A large increase in orders for big-ticket items has helped push stocks higher today. The U.S. Department of Commerce said durable-goods orders rose 5.7% in February to $232.1 billion, higher than the 4.6% economists expected. A 95.3% increase in aircraft orders and a 3.8% rise in auto orders helped drive the reading higher. Without those items, orders actually fell 0.5%.

Durable-goods orders can swing wildly from month to month, but the general trend has been higher, which is a positive for the economy. Investors liked what they saw, pushing both the Dow Jones Industrial Average (^DJI 0.67%) and the S&P 500 (^GSPC 0.87%) about 0.7% higher near the end of trading.

It should be no surprise that Boeing (BA 0.39%) is one of the big winners today, rising 1.8%. The company is one of the largest aircraft-manufacturers in the world, and it was one of the biggest beneficiaries of the increase in orders last month.

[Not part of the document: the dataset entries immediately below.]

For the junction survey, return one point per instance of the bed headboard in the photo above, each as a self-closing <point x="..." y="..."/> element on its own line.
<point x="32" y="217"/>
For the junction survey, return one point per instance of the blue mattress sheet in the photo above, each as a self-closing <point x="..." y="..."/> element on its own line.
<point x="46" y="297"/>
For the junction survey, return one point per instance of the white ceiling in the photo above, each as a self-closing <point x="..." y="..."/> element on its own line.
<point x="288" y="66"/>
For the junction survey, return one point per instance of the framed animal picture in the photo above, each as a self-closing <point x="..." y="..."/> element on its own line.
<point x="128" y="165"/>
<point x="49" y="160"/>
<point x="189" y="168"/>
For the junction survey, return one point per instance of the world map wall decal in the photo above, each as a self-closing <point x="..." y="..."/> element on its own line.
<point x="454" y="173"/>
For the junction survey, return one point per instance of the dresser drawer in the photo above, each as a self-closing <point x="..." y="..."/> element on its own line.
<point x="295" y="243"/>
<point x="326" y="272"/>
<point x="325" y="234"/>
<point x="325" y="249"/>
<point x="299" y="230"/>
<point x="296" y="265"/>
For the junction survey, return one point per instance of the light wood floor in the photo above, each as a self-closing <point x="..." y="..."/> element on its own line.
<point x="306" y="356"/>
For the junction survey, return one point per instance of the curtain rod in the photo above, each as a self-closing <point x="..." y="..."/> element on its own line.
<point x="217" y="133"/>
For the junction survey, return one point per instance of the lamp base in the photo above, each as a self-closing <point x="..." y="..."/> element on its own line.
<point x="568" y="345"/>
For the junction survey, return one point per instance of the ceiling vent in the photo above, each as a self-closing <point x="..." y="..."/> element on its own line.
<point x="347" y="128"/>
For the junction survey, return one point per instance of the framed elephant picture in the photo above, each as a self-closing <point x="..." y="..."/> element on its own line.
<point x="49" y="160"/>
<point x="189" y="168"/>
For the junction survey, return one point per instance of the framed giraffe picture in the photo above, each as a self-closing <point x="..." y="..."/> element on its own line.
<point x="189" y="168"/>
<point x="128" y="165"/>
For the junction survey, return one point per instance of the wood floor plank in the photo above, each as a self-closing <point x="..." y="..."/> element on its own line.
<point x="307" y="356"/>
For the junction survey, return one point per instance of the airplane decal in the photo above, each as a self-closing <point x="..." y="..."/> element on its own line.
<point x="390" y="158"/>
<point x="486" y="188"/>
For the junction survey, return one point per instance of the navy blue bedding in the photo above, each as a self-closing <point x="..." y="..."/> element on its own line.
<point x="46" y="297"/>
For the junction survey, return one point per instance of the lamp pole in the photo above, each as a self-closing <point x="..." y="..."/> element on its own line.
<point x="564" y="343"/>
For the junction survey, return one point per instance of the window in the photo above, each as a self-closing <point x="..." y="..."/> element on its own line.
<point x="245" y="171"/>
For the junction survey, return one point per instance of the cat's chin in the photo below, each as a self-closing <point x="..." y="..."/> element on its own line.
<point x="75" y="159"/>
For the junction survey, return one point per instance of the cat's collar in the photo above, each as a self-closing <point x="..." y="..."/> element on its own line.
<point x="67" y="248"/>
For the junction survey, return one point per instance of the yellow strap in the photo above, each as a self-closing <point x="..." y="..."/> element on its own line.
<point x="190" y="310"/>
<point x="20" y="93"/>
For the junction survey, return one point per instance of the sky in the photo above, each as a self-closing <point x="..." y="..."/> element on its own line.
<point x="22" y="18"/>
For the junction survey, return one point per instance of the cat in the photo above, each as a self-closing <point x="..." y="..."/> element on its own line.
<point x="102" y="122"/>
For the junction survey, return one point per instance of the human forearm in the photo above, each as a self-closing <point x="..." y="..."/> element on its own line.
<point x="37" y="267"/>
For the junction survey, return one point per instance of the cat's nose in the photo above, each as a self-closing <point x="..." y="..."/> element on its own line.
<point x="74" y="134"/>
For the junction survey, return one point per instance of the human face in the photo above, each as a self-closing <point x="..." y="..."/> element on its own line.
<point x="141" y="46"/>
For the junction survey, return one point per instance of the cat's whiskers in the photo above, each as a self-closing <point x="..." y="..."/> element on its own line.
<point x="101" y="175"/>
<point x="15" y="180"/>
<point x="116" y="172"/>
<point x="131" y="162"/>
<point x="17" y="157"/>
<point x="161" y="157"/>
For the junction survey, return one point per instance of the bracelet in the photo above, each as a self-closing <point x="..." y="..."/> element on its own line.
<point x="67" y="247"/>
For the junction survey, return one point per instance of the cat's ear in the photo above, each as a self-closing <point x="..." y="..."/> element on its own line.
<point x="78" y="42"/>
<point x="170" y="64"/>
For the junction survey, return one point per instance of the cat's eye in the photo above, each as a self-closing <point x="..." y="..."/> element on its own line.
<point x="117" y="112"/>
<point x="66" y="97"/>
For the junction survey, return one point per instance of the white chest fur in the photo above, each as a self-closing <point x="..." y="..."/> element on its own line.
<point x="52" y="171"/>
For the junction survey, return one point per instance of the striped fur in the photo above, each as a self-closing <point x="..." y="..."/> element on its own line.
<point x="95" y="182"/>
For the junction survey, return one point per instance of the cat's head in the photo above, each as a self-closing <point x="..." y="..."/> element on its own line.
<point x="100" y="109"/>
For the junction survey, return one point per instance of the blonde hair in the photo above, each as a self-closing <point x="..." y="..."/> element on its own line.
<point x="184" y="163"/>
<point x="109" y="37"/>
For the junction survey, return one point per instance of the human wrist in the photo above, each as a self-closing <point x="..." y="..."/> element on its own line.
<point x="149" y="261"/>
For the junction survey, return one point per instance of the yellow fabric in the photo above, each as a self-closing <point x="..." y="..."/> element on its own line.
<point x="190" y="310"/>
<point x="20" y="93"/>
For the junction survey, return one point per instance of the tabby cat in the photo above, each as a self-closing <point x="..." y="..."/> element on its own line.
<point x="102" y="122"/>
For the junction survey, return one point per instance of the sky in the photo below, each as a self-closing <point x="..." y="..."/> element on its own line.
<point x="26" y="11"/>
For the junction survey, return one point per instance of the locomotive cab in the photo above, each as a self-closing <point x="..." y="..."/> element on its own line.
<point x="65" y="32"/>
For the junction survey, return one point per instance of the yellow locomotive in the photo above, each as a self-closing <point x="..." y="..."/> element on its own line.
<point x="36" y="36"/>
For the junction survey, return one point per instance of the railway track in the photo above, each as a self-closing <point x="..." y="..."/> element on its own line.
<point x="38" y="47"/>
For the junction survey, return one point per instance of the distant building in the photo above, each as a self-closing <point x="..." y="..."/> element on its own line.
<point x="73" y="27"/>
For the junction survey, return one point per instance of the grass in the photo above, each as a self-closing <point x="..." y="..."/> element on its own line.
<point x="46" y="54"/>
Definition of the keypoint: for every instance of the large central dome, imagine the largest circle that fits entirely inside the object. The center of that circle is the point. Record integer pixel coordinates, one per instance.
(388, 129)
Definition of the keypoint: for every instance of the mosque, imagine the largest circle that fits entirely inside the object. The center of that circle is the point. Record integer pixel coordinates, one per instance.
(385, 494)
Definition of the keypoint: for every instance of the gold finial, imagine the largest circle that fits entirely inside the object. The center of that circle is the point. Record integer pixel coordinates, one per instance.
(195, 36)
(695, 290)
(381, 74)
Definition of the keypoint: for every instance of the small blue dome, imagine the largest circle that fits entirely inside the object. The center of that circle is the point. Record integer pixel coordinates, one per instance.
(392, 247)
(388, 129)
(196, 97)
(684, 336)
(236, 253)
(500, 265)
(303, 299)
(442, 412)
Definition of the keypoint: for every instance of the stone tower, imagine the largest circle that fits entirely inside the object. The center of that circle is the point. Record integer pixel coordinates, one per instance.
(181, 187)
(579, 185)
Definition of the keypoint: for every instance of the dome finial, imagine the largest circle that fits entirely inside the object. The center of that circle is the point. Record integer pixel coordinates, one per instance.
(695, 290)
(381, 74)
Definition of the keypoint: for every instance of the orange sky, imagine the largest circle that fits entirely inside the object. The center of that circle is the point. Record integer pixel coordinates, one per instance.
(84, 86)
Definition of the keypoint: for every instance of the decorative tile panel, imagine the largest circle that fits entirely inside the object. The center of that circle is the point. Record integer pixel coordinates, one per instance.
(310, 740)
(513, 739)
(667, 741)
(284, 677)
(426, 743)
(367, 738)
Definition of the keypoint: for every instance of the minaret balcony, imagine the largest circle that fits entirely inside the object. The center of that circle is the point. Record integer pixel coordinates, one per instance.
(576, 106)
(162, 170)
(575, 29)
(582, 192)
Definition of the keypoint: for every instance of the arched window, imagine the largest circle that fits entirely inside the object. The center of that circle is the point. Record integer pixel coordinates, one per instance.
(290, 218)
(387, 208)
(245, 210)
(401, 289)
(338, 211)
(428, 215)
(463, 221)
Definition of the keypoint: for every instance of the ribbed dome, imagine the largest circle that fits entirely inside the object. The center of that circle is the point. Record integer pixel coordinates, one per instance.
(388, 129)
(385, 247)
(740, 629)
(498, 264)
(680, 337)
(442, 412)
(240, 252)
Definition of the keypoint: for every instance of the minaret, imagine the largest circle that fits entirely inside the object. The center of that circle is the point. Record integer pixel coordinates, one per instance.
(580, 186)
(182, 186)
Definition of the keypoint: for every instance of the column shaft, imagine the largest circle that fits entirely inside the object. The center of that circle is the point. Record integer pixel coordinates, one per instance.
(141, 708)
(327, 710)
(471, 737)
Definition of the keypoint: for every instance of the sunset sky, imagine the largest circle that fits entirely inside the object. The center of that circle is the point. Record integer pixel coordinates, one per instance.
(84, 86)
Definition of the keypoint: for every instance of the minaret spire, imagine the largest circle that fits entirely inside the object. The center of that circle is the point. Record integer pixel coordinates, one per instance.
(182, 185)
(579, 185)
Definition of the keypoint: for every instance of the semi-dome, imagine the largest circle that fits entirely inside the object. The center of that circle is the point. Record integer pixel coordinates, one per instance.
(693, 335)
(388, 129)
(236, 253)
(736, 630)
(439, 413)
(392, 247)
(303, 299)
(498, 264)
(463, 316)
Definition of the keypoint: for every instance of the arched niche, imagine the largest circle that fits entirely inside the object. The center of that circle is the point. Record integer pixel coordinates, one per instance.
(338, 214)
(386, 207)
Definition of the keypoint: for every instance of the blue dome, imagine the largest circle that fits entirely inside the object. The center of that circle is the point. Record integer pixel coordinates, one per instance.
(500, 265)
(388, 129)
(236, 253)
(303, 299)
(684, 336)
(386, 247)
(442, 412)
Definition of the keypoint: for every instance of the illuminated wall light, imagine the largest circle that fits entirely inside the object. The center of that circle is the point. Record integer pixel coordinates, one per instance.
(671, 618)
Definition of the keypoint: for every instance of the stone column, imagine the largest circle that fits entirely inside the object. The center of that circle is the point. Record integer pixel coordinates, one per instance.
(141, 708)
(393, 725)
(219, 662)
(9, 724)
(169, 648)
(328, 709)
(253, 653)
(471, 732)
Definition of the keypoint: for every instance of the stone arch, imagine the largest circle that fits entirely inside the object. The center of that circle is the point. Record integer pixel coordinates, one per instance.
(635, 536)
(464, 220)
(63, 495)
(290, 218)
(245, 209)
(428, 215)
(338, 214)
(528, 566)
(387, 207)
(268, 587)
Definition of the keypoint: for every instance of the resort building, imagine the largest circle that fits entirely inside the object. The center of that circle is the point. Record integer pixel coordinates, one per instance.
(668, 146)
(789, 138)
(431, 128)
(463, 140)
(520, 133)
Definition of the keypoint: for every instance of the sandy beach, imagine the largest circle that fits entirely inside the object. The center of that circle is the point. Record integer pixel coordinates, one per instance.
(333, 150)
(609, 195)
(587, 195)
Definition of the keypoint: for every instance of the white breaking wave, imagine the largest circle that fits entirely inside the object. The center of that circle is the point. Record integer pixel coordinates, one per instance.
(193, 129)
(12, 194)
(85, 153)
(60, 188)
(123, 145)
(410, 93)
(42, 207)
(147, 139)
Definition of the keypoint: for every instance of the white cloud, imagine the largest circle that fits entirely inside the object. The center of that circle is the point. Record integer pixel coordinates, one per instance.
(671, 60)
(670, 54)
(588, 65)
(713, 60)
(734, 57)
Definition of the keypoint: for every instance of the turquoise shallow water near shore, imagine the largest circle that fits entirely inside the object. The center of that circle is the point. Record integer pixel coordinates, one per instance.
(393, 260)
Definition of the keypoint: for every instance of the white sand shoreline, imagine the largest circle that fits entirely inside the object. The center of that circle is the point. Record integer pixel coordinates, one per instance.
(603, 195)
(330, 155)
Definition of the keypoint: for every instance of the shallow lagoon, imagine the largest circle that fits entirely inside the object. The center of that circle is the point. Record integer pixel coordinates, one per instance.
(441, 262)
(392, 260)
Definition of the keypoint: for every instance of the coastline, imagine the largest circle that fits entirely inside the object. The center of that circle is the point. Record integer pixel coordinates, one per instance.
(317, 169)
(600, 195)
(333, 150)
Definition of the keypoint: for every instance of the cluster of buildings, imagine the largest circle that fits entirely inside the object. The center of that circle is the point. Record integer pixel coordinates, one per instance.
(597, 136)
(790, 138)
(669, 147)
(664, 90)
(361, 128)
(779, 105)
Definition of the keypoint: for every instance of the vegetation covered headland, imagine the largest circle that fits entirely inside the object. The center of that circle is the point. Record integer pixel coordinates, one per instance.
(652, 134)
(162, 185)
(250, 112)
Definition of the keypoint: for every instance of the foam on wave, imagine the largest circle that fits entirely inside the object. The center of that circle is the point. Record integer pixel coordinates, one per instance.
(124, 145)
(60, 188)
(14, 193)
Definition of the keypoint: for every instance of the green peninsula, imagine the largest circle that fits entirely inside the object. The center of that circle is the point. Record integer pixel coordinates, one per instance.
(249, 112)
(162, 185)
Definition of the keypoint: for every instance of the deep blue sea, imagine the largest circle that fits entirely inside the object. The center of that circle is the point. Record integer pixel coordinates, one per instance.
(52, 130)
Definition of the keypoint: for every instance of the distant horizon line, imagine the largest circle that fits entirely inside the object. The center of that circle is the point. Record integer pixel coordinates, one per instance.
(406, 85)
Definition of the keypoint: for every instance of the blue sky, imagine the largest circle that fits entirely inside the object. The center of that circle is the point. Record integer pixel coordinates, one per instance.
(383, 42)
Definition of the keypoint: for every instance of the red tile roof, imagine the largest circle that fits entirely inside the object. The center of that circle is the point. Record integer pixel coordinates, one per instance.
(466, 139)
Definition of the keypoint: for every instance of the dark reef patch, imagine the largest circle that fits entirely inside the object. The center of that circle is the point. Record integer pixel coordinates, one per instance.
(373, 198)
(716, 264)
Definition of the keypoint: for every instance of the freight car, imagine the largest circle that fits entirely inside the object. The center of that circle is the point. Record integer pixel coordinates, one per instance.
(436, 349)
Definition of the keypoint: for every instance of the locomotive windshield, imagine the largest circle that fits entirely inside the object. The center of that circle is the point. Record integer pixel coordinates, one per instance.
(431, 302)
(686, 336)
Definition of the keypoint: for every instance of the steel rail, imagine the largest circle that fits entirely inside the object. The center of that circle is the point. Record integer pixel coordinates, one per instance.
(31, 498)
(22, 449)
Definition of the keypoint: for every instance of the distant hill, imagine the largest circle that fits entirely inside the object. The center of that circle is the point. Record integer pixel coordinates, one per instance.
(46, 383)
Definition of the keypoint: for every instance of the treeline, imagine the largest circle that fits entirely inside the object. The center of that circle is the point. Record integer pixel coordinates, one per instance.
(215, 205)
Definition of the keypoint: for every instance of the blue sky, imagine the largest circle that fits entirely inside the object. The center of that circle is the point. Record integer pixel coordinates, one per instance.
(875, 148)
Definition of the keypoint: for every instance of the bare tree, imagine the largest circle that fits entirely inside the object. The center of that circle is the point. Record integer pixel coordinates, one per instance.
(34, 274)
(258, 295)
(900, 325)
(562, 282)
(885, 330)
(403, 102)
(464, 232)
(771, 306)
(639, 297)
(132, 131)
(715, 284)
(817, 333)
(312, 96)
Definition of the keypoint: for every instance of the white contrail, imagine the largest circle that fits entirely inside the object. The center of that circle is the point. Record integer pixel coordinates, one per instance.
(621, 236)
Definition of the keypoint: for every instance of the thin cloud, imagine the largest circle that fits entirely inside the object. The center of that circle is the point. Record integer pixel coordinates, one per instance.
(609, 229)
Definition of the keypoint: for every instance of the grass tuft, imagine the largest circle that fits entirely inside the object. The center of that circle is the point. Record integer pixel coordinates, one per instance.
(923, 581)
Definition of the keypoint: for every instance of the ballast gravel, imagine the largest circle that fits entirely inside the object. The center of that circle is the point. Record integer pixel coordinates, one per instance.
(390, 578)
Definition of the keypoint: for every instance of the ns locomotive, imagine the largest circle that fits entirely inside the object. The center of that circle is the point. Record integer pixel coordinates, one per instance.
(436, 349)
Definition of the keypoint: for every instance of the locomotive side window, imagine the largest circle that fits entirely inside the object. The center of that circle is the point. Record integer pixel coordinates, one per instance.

One of the interesting data points in the durable-goods report was a 4.9% rise in computer orders. This follows a sharp decline in PC sales late last year and has shares of Intel (INTC 0.61%) moving 2.5% higher today. At this point, any good news about the PC market is good for Intel, because investors have priced in a slow decline for the company.

Hewlett-Packard (HPQ -0.40%) is up 2.3% on the computer orders news. HP is still one of the biggest PC-makers in the world, and a pickup in sales may be even more important for the flagging company than it is for Intel.